Virtual reality stakeholders debating ways to move content into the mainstream are looking at crowdsourced ratings to help improve quality control. Although content is improving in this nascent genre, one bad VR experience can turn off a first-time user to subsequent tries. This, and the need to get a quantifiable number of headsets into the marketplace were identified as chief impediments to VR achieving more widespread acceptance, concluded participants at the first SoCal Virtual Reality Conference and Expo at UC Irvine.
Because VR content is in its early days, some VR experiences are either not well developed or well produced, explains The Hollywood Reporter.
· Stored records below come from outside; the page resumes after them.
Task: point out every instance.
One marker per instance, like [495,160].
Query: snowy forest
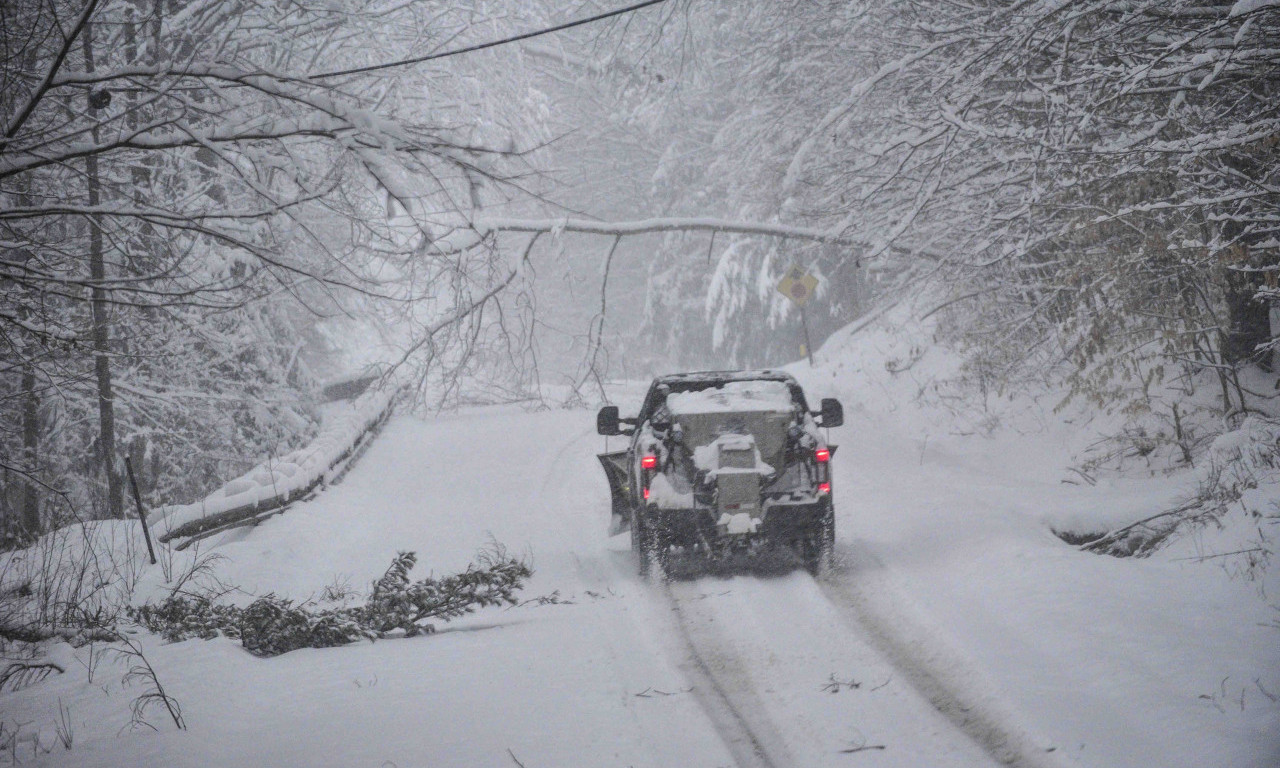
[213,210]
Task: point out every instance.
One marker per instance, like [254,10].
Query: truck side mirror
[832,412]
[607,421]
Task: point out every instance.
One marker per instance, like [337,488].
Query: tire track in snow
[743,726]
[935,673]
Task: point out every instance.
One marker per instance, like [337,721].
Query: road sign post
[799,286]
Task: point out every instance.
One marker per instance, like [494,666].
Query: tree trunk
[30,512]
[101,336]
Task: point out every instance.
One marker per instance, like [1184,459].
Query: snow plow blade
[616,472]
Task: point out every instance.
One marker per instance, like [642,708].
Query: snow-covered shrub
[1239,474]
[272,625]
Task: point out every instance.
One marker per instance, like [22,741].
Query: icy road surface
[958,631]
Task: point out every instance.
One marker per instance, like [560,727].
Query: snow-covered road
[955,630]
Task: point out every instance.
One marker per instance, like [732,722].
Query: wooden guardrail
[222,511]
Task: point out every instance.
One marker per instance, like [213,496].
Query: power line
[490,44]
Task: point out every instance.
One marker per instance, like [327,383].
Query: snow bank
[280,480]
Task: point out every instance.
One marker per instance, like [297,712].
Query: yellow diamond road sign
[798,286]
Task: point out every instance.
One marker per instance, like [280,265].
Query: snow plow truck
[721,464]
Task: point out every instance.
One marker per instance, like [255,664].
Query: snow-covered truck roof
[734,397]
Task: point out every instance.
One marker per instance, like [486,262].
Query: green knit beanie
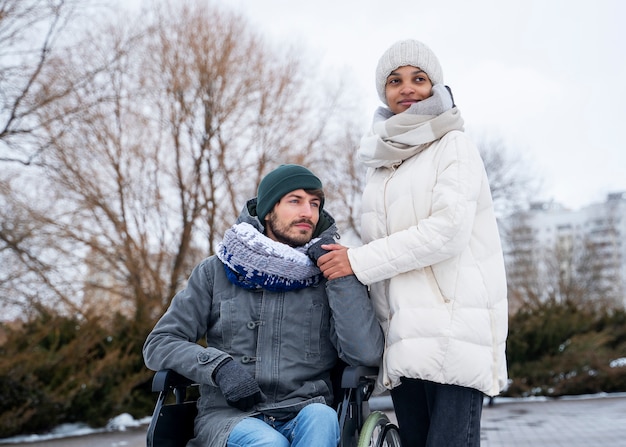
[281,181]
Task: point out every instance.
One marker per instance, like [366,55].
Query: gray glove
[239,388]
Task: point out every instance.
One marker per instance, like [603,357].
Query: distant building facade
[552,251]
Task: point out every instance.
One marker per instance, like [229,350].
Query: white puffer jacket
[433,259]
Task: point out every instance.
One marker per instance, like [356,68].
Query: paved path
[588,422]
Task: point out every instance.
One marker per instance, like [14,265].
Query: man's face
[294,218]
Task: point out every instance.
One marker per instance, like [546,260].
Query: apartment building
[555,251]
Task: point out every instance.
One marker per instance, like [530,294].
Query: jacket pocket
[313,333]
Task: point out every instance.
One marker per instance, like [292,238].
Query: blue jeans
[433,415]
[315,425]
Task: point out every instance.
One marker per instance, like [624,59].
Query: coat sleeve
[355,331]
[172,344]
[441,235]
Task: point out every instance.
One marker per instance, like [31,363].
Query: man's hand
[335,263]
[239,387]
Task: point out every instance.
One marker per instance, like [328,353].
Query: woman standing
[431,255]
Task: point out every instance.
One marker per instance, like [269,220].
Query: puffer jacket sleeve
[355,331]
[172,344]
[437,237]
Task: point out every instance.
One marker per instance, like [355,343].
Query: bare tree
[511,180]
[34,36]
[171,139]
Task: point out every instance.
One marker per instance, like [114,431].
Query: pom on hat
[281,181]
[407,52]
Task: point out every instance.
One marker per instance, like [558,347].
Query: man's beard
[281,232]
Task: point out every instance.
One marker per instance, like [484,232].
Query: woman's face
[405,86]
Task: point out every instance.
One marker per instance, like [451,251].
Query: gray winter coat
[288,341]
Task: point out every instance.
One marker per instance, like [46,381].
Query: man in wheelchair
[274,327]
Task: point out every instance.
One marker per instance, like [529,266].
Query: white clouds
[546,76]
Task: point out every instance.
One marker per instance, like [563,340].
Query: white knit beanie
[407,52]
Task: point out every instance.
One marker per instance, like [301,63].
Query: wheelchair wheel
[378,431]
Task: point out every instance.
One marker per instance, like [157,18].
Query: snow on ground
[118,423]
[125,420]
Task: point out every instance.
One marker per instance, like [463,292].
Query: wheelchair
[173,418]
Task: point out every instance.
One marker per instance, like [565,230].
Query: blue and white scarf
[253,261]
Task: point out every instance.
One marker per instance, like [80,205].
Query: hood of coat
[325,226]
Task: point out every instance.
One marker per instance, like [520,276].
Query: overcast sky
[546,76]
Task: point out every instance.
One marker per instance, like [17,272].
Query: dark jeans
[435,415]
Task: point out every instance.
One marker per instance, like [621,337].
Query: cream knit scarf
[253,261]
[394,138]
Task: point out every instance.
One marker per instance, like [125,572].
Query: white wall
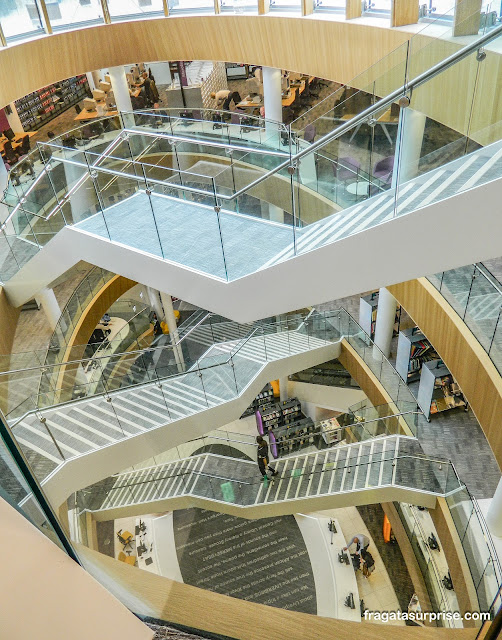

“It’s not just sticking a camera on something and recording in 360 degrees,” said Jim Willson, director of immersive products/VR for Samsung. “There has to be a reason and rationale. The production needs to be thought out in a way that you take advantage of the 360-degree environment. Filmmakers are trying to figure out what does this mean. How do they control the narrative?”
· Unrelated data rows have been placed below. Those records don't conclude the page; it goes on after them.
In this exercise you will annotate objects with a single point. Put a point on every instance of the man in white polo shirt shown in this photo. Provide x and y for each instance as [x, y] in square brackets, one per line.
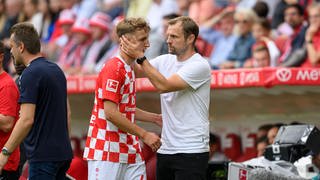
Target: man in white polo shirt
[183, 77]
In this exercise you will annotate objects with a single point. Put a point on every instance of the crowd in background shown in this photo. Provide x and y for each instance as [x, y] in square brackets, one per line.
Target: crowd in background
[79, 34]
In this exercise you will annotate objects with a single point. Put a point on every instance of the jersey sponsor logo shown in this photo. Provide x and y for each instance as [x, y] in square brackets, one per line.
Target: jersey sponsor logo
[112, 85]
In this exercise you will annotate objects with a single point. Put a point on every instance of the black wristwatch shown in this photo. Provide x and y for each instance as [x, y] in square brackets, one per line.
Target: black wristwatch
[5, 151]
[140, 60]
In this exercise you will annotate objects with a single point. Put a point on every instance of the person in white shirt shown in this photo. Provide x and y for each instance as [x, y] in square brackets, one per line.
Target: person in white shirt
[183, 78]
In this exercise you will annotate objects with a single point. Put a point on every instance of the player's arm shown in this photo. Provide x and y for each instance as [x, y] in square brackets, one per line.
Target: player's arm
[146, 116]
[6, 123]
[22, 127]
[162, 84]
[113, 115]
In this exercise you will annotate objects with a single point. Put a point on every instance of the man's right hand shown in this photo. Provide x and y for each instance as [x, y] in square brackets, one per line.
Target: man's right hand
[152, 140]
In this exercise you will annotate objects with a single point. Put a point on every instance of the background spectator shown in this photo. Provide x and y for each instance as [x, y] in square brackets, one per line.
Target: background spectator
[262, 143]
[244, 19]
[312, 37]
[294, 16]
[219, 32]
[215, 154]
[100, 25]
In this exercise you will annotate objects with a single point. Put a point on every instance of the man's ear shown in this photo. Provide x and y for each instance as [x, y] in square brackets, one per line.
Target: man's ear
[21, 47]
[191, 38]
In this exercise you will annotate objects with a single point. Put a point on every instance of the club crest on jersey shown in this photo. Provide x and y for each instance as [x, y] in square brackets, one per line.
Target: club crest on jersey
[112, 85]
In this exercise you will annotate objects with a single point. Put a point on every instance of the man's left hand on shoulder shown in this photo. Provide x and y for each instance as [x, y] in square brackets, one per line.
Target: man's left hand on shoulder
[3, 161]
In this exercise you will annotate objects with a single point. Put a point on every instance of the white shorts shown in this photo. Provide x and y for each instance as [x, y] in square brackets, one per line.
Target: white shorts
[116, 171]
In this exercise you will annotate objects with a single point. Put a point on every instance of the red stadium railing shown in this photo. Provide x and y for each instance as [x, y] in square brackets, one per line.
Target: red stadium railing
[235, 78]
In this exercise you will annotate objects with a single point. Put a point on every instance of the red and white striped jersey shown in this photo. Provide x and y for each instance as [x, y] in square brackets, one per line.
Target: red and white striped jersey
[116, 83]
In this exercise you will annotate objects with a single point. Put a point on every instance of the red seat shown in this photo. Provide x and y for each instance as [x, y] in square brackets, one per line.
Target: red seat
[232, 146]
[250, 150]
Samsung’s app Milk VR, which streams VR content, now offers about 200 experiences, and Willson reports that “filmmakers and production companies that we are working with now have better understanding of camera placement, lighting and the post production quality is going up significantly.”
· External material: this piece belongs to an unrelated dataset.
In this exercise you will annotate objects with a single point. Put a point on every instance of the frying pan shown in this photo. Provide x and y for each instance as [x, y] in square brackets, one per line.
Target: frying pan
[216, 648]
Silicon Valley Virtual Reality meetup organizer Karl Krantz suggested a crowdsourced model for rating VR experiences, and USC computer science lecturer St. John Colon noted that viewers could rate both overall content as well as comfort/technical execution.
“There are very few [VR experiences] I’ll try more than once or twice,” said Colon. “We need to figure out what will keep people coming back.”
Sports is one possible answer, and Samsung’s Milk VR is testing the waters with the recent launch of a U.S. Olympic Committee Reality Experience, which will to offer a 360-degree view of beach volleyball, diving, gymnastics and polo vaulting. Featured athletes include women’s beach volleyball team members Lauren Fendrick and Brooke Sweat, diving gold medalist David Boudia, pole vaulter Mary Saxer and gymnast John Orozco.